Russian Phobos-Grunt Mars probe that’s been stuck in Earth orbit for two months has crashed down in the Pacific Ocean on late Sunday.
“Phobos-Grunt fragments have crashed down in the Pacific Ocean,” Russia’s Defense Ministry official Alexei Zolotukhin told RIA Novosti, adding that the fragments fell in 1,250 kilometers to the west of the island of Wellington.
The spacecraft fell at about 21:45 on Sunday Moscow time (17:45 GMT).
As of 20.15 Sunday, the spacecraft was moving in the near-Earth orbit with an altitude that varied between 113.8 km at perigee and 133.2 km at apogee, the Russian space agency Roscosmos said.
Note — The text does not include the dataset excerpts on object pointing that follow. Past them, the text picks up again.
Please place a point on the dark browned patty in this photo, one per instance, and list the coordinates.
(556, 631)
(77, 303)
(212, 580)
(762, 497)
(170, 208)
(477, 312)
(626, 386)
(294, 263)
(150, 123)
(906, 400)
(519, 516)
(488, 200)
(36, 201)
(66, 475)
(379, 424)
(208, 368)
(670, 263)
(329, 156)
Phobos-Grunt, launched on November 9, was designed to bring back rock and soil samples from the Martian moon Phobos. However, it has been stuck in a so-called support orbit since its engines failed to put it on course for the Red Planet.
The head of Roscosmos, Vladimir Popovkin, previously said the probe would break up during reentry into the atmosphere and none of the fragments are likely to reach the Earth.
That includes the 13.5-tonne spacecraft’s 7.5 tons of fuel, which are stored in aluminum tanks that are bound to explode upon reentry.
According to NASA, Russia has failed in all 17 of its attempts to study the Red Planet close-up since 1960. The most recent failure before last month occurred in 1996, when Russia lost its Mars-96 orbiter during launch.